ALL Perspectives

Charting the course for a different and better future

March 30, 2021 | BY Seema Desai

Charting the course for a different and better future

2020 will probably go down in the history as the most unpredictable year mankind has witnessed yet. During this time, the world underwent critical transformations on societal, environmental, and economic levels, responding to the waves of change both voluntarily and involuntarily.

However difficult it may be to find the silver lining to the trials of 2020, we also saw the individuals and institutions come together and rise to the challenges the year posed. This fast-tracked many transformations years ahead of their time and brought forth the possibilities of a new world.

Reclaiming our future in this new world will involve piecing together the realizations brought on by 2020 and building upon these insights in the unique context of each industry, business, and function.

Importance of thinking differently but together

The past year underlined the importance of agile behavioral tuning at an institutional level to tackle the emerging, fast-evolving situations and environments. Realigning teams and processes for better efficiency, agility, and collaboration in this period required rallying people for a common purpose through the reinforcement of core organizational values and culture.

This cultural alignment with people at the core, paved a way for innovative thinking and culminated in greater energy, initiative, creativity, and collaboration.

Organizations that have aimed to implement transformation initiatives benefited from focusing on this reinforcement of values for the holistic success of the organization, people, and the business ecosystem.

Finding a sure footing

In the times when it is easy to get disoriented in the constantly altering landscape, analyzing where you are and where you are headed brings in a contextual perspective for the way forward.

During the last year, we observed fundamental shifts in businesses’ relevance to their ecosystem. These rapid changes brought forth the need to introspect our efficacy in the current model and map out the action plan it would take to live up to the expectations of stakeholders across the business ecosystem.

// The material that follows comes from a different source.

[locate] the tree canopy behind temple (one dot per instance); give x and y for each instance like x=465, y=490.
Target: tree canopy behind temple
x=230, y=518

Our brainstorming put forth some key aspects to be taken forward:

  • Reevaluating our current position in the larger ecosystem
  • Measuring the relevance of business against the new context
  • Assessing agility to meet the expectations
  • Identifying further opportunities for collaboration, partnership, and inclusion to effectively mobilize people
  • Realigning priorities to support the vision

A groundswell of acceptance of the current state and the need to change for the better would be key to building better resilience and adaptability in the coming months, in addition to laying a robust foundation for the vision.

The bigger picture is not a luxury but a necessity

While it may be hard to see the bigger picture when fighting battles on multiple fronts, it may be exactly the solution one needs.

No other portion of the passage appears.